ToteSys Data Engineering Project

Introduction

Table of Content

Usage
Project Components
Python
Terraform
CICD

Prerequisites

You must have AWS credentials set up in your terminal (AWS_ACCESS_KEY_ID, AWS_SECRET_ACCESS_KEY, AWS_DEFAULT_REGION).
You must have the credentials for a database with populated tables matching this schema: https://dbdiagram.io/d/SampleDB-6332fecf7b3d2034ffcaaa92
You must have the credentials for a data warehouse with unpopulated tables matching this schema: https://dbdiagram.io/d/RevisedDW-63a19c5399cb1f3b55a27eca
An email for logging problems.

Usage

Step 1: Credentials

Prepare credentials for the project so that the code can access the necessary databases and email for logging. Credentials needed includes the original database credentials, warehouse credentials and email for logging.

Database Credentials

Rename db_credentials.json.example to db_credentials.json
Modify the values that say CHANGE_ME to your own details

Warehouse Credentials

Rename warehouse_credentials.json.example to warehouse_credentials.json
Modify the values that say CHANGE_ME to your own details

Email

Rename email.txt.example to email.txt
Modify the text from [email protected] to your own email of choice

Step 2: Deployment

Installing Requirements

Run make install-requirements. This will set up your environment and create a dependencies folder to be deployed as a lambda layer.

Testing Code

Next the code will be tested to make sure all the code is running correctly, is safe and conforms to pep8.

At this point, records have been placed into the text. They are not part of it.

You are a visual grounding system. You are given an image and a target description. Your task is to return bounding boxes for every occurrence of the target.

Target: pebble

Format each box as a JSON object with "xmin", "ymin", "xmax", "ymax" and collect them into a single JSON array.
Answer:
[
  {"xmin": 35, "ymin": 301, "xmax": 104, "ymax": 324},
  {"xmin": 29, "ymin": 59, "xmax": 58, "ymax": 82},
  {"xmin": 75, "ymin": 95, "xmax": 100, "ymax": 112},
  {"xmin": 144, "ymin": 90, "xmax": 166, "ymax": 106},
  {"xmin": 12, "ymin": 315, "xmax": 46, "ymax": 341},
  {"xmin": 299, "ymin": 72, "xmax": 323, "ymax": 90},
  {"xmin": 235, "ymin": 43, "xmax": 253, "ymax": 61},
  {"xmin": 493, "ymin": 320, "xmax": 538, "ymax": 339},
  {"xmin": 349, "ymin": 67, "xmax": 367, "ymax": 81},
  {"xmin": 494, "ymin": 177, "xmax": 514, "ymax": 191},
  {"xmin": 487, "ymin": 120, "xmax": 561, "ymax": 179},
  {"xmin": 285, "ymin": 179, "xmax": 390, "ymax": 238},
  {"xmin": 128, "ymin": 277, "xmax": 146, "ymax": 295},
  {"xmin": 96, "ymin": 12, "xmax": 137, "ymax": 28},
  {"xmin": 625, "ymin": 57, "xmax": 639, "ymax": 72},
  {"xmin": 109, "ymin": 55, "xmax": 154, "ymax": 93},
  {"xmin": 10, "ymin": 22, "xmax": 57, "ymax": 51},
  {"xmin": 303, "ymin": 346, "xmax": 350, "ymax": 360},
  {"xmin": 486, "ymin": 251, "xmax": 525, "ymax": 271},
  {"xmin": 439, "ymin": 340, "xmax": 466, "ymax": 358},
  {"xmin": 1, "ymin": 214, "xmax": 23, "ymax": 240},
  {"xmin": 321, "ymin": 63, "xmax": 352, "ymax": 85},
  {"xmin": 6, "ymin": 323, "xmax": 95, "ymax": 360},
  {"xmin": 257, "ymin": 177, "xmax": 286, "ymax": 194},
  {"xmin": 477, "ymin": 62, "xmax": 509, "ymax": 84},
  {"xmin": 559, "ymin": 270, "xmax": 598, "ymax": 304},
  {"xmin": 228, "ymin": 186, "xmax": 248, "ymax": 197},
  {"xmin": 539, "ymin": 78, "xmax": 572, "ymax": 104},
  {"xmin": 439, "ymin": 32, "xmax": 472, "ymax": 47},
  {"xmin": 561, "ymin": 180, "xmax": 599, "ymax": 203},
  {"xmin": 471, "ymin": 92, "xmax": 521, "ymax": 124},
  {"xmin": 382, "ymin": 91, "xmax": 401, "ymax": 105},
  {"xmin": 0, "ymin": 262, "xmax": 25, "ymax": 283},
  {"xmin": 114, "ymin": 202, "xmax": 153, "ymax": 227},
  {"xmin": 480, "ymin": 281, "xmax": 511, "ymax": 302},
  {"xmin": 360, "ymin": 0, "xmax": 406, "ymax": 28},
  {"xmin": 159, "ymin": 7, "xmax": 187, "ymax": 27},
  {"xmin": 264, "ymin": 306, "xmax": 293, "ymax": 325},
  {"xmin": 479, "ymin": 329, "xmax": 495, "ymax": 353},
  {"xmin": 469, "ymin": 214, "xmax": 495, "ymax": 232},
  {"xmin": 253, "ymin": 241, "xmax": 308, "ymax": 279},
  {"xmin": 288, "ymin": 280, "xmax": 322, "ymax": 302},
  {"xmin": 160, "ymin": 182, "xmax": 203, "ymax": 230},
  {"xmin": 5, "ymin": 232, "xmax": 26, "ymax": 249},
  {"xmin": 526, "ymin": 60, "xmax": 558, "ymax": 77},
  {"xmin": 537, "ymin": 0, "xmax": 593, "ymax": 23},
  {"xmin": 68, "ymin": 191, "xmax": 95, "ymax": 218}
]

Run make install-dev-tools
Run make security-checks
Run make check-pep8-compliance
Run make run-pytest

Make sure all these tests are successful before continuing.

Spinning Up Immutable Infastructure

Navigate to the immutable-terraform folder by running cd immutable-terraform in the root directory. Then run

init terraform
plan terraform If plan terraform is successful then run apply terraform -auto-approve. Finally navigate back to the root directory with cd ..

Spinning Up Main-Terraform Infastructure

Navigate to the main-terraform folder by running cd main-terraform in the root directory. Then run

init terraform
plan terraform If plan terraform is successful then run apply terraform -auto-approve. Finally navigate back to the root directory with cd ..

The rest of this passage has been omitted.